Ride-hailing firm Uber has been ordered to pay $148m to 50 US states and Washington DC for failing to disclose a mass data breach in 2016.
The settlement, announced on September 26 by California Attorney General Xavier Becerra, marks the end of a 10-month investigation into the breach that exposed personal data from 57 million Uber accounts. The data revealed included the licence plates of 600,000 drivers across the globe.
The breach was discovered by Uber in October 2016, when Joe Sullivan, the company’s chief security officer at the time, received an email notifying him of “major vulnerability” in Uber’s system. Rather than report the incident to the authorities, the company opted to pay hackers $100,000 to destroy the stolen data. The payment was made possible by Uber’s ‘bug bounty’ program, which compensates hackers for reporting flaws in the company’s software.
Despite recent promises to improve security measures, Uber continues to pay the price for its previous actions
Current CEO Dara Khosrowshahi disclosed the hack to authorities in November 2017. The incident took place under previous CEO Travis Kalanick, who left the company in June 2017 amid a storm of legal challenges. Khosrowshahi apologised for the fact that the breach had not been disclosed sooner.
The $148m settlement fee will be divided across all 50 states and the District of Columbia. California, which led the settlement case, will receive $26m.
In a press release, Becerra declared that Uber “swept the breach under the rug in deliberate disregard of the law”. He also stated: “Uber’s decision to cover up this breach was a blatant violation of the public’s trust.”
The terms of the settlement include compulsory changes to Uber’s business practices, which are designed to protect its users from further breaches. One such change includes the appointment of an executive officer to create and implement a comprehensive information security programme. The company will also be required to report any data security incidents to individual states on a quarterly basis for the next two years.

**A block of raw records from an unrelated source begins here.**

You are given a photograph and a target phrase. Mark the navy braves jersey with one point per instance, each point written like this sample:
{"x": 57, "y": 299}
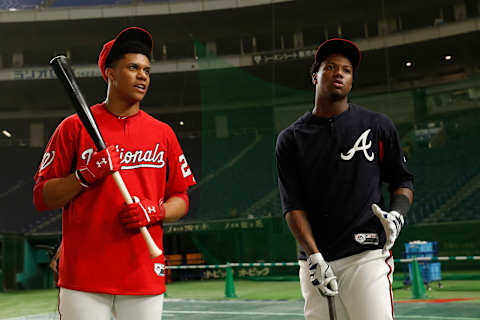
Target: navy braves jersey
{"x": 333, "y": 169}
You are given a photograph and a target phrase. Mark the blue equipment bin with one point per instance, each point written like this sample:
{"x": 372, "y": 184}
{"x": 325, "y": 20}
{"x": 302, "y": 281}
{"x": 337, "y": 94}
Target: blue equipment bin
{"x": 430, "y": 271}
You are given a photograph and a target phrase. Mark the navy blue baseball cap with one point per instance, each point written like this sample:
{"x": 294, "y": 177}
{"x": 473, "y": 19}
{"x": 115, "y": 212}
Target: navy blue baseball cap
{"x": 339, "y": 45}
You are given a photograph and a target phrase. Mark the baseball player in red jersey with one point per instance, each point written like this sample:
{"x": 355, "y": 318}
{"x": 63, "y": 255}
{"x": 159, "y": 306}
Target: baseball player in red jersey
{"x": 105, "y": 265}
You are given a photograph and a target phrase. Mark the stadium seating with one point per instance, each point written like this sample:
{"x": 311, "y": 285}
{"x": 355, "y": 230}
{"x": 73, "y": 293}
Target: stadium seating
{"x": 76, "y": 3}
{"x": 18, "y": 215}
{"x": 20, "y": 4}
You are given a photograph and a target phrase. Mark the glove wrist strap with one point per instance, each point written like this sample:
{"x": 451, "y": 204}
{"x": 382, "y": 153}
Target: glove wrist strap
{"x": 81, "y": 179}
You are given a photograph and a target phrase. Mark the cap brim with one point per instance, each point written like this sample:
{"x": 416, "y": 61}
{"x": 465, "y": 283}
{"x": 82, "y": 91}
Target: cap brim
{"x": 135, "y": 33}
{"x": 337, "y": 45}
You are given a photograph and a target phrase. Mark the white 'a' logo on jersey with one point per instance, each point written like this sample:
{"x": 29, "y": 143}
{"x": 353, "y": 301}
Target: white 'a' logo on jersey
{"x": 360, "y": 145}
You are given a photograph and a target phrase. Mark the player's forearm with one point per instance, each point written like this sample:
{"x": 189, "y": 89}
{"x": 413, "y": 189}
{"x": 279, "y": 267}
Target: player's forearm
{"x": 175, "y": 209}
{"x": 300, "y": 227}
{"x": 57, "y": 192}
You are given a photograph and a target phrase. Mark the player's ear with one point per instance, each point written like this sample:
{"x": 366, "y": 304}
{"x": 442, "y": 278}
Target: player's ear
{"x": 109, "y": 73}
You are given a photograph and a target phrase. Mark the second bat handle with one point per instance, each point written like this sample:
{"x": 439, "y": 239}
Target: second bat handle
{"x": 153, "y": 249}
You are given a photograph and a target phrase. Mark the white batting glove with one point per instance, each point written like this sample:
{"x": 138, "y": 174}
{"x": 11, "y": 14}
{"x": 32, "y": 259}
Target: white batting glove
{"x": 392, "y": 222}
{"x": 321, "y": 275}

In a statement posted to the Uber website, the company’s chief legal officer, Tony West, said: “We know that earning the trust of our customers and the regulators we work with globally is no easy feat.” He promised that the company would “continue to invest in protections to keep [its] customers and their data safe and secure”.

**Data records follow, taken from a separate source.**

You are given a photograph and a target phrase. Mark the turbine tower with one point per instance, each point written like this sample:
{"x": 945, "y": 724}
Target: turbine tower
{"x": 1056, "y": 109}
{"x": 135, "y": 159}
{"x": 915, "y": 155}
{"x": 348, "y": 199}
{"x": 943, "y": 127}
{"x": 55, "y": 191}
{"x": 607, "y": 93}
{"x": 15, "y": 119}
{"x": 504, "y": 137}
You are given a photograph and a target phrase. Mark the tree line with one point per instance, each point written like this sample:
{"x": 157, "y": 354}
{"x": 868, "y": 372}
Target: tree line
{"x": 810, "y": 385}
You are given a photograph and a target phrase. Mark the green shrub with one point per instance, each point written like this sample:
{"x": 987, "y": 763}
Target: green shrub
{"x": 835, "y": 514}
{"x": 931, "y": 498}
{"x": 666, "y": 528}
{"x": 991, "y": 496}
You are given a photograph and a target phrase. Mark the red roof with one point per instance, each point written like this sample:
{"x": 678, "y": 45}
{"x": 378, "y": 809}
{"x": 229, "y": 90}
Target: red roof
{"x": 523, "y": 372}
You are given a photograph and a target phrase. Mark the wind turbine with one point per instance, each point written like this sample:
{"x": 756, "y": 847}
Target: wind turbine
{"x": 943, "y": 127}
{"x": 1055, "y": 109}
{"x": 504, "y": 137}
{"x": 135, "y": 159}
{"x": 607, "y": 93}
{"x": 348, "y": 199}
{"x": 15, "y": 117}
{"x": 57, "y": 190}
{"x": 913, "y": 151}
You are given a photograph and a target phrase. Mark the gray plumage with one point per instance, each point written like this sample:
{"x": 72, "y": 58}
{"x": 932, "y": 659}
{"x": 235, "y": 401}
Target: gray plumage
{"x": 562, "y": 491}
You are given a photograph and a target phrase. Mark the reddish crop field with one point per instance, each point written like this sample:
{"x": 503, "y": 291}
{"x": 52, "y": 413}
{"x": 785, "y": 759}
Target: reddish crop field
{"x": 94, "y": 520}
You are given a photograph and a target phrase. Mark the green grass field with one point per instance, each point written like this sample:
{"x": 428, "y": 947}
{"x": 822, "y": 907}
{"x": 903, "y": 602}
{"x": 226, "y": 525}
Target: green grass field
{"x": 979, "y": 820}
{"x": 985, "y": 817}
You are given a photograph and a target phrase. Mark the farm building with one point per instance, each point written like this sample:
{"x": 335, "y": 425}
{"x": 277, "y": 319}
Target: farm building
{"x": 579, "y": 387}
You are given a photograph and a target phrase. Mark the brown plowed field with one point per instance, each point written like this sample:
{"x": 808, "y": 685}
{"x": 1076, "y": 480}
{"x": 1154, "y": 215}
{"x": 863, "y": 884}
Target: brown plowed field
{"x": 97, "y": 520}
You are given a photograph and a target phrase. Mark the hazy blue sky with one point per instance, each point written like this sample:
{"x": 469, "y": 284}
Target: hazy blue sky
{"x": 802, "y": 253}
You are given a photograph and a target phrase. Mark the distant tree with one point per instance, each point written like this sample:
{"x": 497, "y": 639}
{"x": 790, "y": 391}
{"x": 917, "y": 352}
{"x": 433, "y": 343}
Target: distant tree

The case sends a powerful message to Uber that its secretive corporate culture, penchant for ignoring the law and bad business ethics will not be tolerated in the US. Despite recent promises to improve security measures, the company continues to pay the price for its previous actions.
Although the case has been settled, Uber still faces a number of further lawsuits pertaining to the 2016 breach. These include legal challenges from the individuals whose data was leaked, as well as from the cities of Chicago and Los Angeles.